One theory explained by a top administration aide is that if the president uses harsh language now, he boxes himself in. If the leaders who are cracking down are the ones he ultimately has to deal with, he'll have to explain why he's meeting with the people he so recently judged so harshly.
Obama has been more forceful when the stakes weren't as high, as in his remarks concerning Sri Lanka or those relating to North Korea, which, as David Sanger of the New York Times explains, is a nuclear belligerent getting rougher treatment. Administration officials have compared the delicate diplomatic balance to Tiananmen Square in 1989, about which then-President George Bush used more forceful diplomatic language: "I deeply deplore the decision to use force against peaceful demonstrators and the consequent loss of life," said Bush. "We have been urging and continue to urge nonviolence, restraint, and dialogue. Tragically, another course has been chosen. Again, I urge a return to nonviolent means for dealing with the current situation." (The language didn't much change things.)
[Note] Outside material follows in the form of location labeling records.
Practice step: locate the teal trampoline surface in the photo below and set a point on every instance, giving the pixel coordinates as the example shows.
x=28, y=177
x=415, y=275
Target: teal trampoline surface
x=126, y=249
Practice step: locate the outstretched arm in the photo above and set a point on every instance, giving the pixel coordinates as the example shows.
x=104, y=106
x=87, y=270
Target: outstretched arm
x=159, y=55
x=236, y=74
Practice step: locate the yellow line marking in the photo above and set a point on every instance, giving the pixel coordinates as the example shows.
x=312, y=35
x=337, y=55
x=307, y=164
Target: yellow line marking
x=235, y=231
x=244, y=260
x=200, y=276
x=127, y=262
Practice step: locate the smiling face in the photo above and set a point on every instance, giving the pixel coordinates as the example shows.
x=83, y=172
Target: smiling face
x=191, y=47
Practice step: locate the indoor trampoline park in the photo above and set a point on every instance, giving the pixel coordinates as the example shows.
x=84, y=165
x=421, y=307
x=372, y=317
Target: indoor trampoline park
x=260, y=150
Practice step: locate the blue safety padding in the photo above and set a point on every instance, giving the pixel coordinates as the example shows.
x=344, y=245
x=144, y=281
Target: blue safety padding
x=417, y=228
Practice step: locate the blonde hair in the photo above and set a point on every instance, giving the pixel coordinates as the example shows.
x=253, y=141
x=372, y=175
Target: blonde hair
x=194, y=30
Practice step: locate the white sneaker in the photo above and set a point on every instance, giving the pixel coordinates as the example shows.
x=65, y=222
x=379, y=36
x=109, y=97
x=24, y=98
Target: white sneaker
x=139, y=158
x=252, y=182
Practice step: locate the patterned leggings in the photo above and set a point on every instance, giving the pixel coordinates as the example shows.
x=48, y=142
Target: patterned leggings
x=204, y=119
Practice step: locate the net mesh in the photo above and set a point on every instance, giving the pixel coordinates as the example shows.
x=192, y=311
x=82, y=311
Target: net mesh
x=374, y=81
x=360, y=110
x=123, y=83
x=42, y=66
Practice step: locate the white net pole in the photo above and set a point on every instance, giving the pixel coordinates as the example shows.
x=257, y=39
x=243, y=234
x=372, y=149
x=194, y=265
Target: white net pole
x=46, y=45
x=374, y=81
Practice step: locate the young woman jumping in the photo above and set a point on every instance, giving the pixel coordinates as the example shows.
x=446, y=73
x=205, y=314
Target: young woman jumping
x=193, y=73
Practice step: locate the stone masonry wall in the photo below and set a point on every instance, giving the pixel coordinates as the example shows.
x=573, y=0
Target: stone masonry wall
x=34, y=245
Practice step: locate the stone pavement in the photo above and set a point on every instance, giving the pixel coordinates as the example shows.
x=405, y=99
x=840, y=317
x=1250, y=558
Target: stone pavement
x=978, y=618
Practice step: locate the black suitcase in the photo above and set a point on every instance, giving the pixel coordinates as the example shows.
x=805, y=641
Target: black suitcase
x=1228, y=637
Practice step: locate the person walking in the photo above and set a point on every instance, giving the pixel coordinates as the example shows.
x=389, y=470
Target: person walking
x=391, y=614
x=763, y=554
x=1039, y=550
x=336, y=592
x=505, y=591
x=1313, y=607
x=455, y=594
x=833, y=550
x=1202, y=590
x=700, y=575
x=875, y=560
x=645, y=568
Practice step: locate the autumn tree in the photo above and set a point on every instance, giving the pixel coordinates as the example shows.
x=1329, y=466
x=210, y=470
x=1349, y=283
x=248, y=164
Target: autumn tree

Another senior White House official says this is an over-reading and undervaluing of the president's remarks. Although the president's larger strategy is hands-off, says the aide, there was no intent to be equally tentative in the response to the violence. The proof offered is the president's comment "I stand strongly with the universal principle that people's voices should be heard and not suppressed." The president's spokesman, Robert Gibbs, was asked at Tuesday's press conference whether Obama would make a more forceful statement about the violence—and Gibbs went further than his boss has. "He's deplored the violence—deplored and condemned the violence that we've seen," said Gibbs.
This raises a Jesuitical question. The press secretary technically speaks for the president. By claiming a more muscular response to the violence than the president himself has offered, has Gibbs made this stronger view the president's position? All that remains is for Obama to actually say the words. He'll get another chance soon. Despite his irritation, he's going to be asked about Iran again.